There are some small hospitals in rural Saskatchewan that have gone years between delivering babies.
One story that made me laugh was the town of Meacham, about 30 miles from Saskatoon. Artists and other creative types discovered it had cheap housing, so they started moving out there. And did the long-time residents appreciate the influx of new blood? "They don't curl!" one of them snivelled.
I'm actually sorry to see those rural communities disappear. It must be especially painful for those seniors who spent their whole lives building their communities only to spend their last years watching them decay and be absorbed again by the prairie.
When you see the collapsing ball diamonds, sagging arenas and fading signs marking this as the home town of some long-retired NHLer or curling champion, it's sad.
But given the giant forces of demographics, technology, geography, climate and economics at work here, I don't see the situation ever really turning around -- although I wish all the luck in the world to those looking for solutions.
Afterward
I moved to Regina in the summer of 1988 to start work as a reporter for the Regina Leader-Post. In early September that year, I decided to drive down to the Cypress Hills, about four hours to the southwest.
In between the towns of Shaunavon and Eastend in the province's far southwest is the village of Robsart.

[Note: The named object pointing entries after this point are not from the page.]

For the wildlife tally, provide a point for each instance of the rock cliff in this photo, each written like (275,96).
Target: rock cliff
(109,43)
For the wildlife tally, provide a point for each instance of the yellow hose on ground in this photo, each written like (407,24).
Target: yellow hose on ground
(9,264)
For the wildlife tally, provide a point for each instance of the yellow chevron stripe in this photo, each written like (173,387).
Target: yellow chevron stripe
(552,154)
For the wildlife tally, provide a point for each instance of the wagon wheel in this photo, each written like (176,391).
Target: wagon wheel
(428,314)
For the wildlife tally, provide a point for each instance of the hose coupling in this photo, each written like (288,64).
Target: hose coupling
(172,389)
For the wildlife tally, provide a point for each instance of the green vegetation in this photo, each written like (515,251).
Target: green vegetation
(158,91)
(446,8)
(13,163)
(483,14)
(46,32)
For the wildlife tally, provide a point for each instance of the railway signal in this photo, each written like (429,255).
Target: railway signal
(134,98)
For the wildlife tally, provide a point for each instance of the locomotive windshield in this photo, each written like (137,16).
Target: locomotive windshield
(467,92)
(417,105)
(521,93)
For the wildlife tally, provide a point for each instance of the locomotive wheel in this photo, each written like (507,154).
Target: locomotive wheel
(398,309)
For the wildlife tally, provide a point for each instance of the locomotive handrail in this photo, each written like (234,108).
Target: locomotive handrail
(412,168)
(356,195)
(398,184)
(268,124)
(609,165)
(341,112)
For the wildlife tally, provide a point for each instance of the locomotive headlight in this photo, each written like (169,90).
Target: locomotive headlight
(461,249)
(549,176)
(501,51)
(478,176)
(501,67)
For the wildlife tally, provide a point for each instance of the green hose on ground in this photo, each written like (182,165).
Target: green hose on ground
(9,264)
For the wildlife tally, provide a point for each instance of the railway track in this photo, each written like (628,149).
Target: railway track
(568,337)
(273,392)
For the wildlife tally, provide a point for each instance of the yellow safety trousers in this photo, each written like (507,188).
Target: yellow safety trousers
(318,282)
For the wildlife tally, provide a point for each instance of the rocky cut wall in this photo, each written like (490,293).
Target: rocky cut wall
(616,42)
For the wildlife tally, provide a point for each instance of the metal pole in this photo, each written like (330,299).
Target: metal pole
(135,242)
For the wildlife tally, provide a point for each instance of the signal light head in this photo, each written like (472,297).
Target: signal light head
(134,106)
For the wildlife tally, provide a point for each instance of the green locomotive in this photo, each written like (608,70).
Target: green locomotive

This particular day was sweltering hot ('88 was a drought year), and I thought a popsicle was in order.
As I pull into this village, there's a huge banner welcoming me to Robsart Homecoming Weekend!
Except there's no one on the street.
No one.
It felt eerie.
Anyway, there was a little convenience store where I got my popsicle (an orange one, if I remember correctly).
Going back to my vehicle, I finally noticed where everyone was gathering: The graveyard.
Homecoming weekend in Robsart means communing with the dead.
In the 2001 Census, the population of Robsart was put at 15.